Sports Cricket 23 Dec 2019 Silly Point: IPL cap ...

Silly Point: IPL captaincy has transformed Shreyas Iyer

Published Dec 23, 2019, 3:24 am IST
Updated Dec 23, 2019, 8:52 am IST
Converting the hundreds into double hundreds on a regular basis is what will get a player noticed.
Shreyas Iyer (Photo:AFP)
 Shreyas Iyer (Photo:AFP)

It was early March 2016. The Mumbai team had won the Ranji Trophy for the 41st time, beating Saurashtra by an innings and 21 runs at Pune and were contesting for the Irani Trophy at the Brabourne Stadium in Mumbai. The team under the stewardship of former Mumbai captain and coach, Chandrakant Pandit were being felicitated by the Cricket Club of India, the function being attended by many former Mumbai players.

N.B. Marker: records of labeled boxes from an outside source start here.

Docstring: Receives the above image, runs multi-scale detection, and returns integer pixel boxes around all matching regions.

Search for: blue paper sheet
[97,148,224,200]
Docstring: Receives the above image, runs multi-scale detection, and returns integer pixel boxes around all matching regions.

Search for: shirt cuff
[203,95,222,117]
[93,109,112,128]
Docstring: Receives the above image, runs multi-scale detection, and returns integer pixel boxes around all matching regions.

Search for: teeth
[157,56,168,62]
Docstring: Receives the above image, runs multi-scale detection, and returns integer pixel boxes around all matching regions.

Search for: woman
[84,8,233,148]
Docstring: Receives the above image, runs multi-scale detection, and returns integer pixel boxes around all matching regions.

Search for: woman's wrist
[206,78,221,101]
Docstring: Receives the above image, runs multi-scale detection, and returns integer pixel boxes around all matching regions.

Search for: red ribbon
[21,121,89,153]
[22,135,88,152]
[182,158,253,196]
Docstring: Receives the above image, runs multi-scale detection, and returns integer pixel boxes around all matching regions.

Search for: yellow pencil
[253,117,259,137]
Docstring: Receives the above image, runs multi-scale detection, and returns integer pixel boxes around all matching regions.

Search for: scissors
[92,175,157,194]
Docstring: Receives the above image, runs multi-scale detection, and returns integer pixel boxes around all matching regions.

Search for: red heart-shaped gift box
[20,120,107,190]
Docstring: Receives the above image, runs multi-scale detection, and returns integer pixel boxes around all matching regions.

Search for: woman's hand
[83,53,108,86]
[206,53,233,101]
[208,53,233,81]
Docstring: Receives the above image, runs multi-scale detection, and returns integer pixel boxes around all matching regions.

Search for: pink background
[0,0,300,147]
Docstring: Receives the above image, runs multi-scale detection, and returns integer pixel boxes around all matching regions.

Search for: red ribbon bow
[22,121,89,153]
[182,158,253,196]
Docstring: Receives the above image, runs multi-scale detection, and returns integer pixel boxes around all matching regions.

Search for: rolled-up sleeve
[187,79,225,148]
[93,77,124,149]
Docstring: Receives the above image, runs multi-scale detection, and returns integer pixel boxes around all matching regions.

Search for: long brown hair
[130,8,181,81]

The ‘Ides of March’ factor struck the home team which lost a sharp battle to the Rest of India (ROI) by four wickets after having taken a 297-run lead in the first innings. A spirited all-round effort by ROI saw them home and taught Mumbai’s cricketers a lesson not to take the match for granted. Apart from what they leant on the field of play, the home team received much more from a luminary who had worn the lion crested cap with pride.


Sunil Gavaskar, who was attending the function, was requested by Pandit to have a chat with the Aditya Tare lead Mumbai team. They listened in rapt attention as the maestro gave them a few tips, a few of them being experiences from his own illustrious career. Consistency, he said, was the most important element of success if one wanted to climb higher. Getting a hundred was good, he pointed out, but getting them with consistency and making them bigger was the key.

Converting the hundreds into double hundreds on a regular basis is what will get a player noticed. Luck, he added while pointing to his forehead, also plays an important part. He told the youngsters of his own experience and that of his colleague and former India opener Kenia Jayantilal. Gavaskar recounted how he had missed the first Test match of his debut tour of the West Indies at Kingston, Jamaica in 1971 thanks to a whitlow on his finger.


Jayantilal who made his debut in that Test match was brilliantly snapped in the slips by Windies captain Garry Sobers off Grayson Shillingford for 5 runs. The Hyderabad stalwart was dropped from the side in the next Test match at Port of Spain, Trinidad. The Indian opening pair replaced by Gavaskar and his senior Mumbai teammate, Ashok Mankad.

Gavaskar then described how Sobers had muffed a simple chance he had offered early in his debut innings while the West Indian legend had taken a blinder that came of the edge of Jayantilal’s blade. While Gavaskar never looked back and continued to pile runs in International cricket, Jayantilal had to be content with playing domestic cricket for the reminder of his career, something he did with pride and a big smile.


His explanation was that luck goes with or against you and cannot be controlled. To make up for the vagaries of luck, a player must keep milking runs when fortune favours him and not give it away and be content with a mere hundred. The candid story that Gavaskar had recounted was a lesson to young cricketers that when luck runs out every once in a while, it is the bank of big scores that keep a cricketer in business.

Listening to Gavaskar’s story was young Shreyas Iyer who had come through a dream run in the Ranji Trophy having scored 1321 runs at an innings average of 73.38. His performances in his third season of the blue riband tournament got him on the radar of the national selectors and, since then, has been in and out of the Indian teams in the shorter formats, Twenty20 (T20) and One Day Internationals (ODI).


His recent tally in ODIs, scoring 259 runs in four innings with consecutive 50 plus scores has fixed his place in the team. The icing on the cake being moved up one notch in the batting order to number four. This position has been a contentious one for the Indian team in ODIs and one has seen many experiments by the selectors and the team management over the last few years including during the International Cricket Council World Cup that was last played in England.

Shreyas today looks a mature player, one who wants to bat deep and keep his consistency levels high. It just may be that his stint as the captain of the Delhi Capitals in the last Indian Premier League has helped him become more responsible and develop into a player who can be trusted to deliver. He also knows that there are many young players breathing down his neck and consistency and negating the luck factor (in Gavaskar’s words) will help him maintain his much deserved position.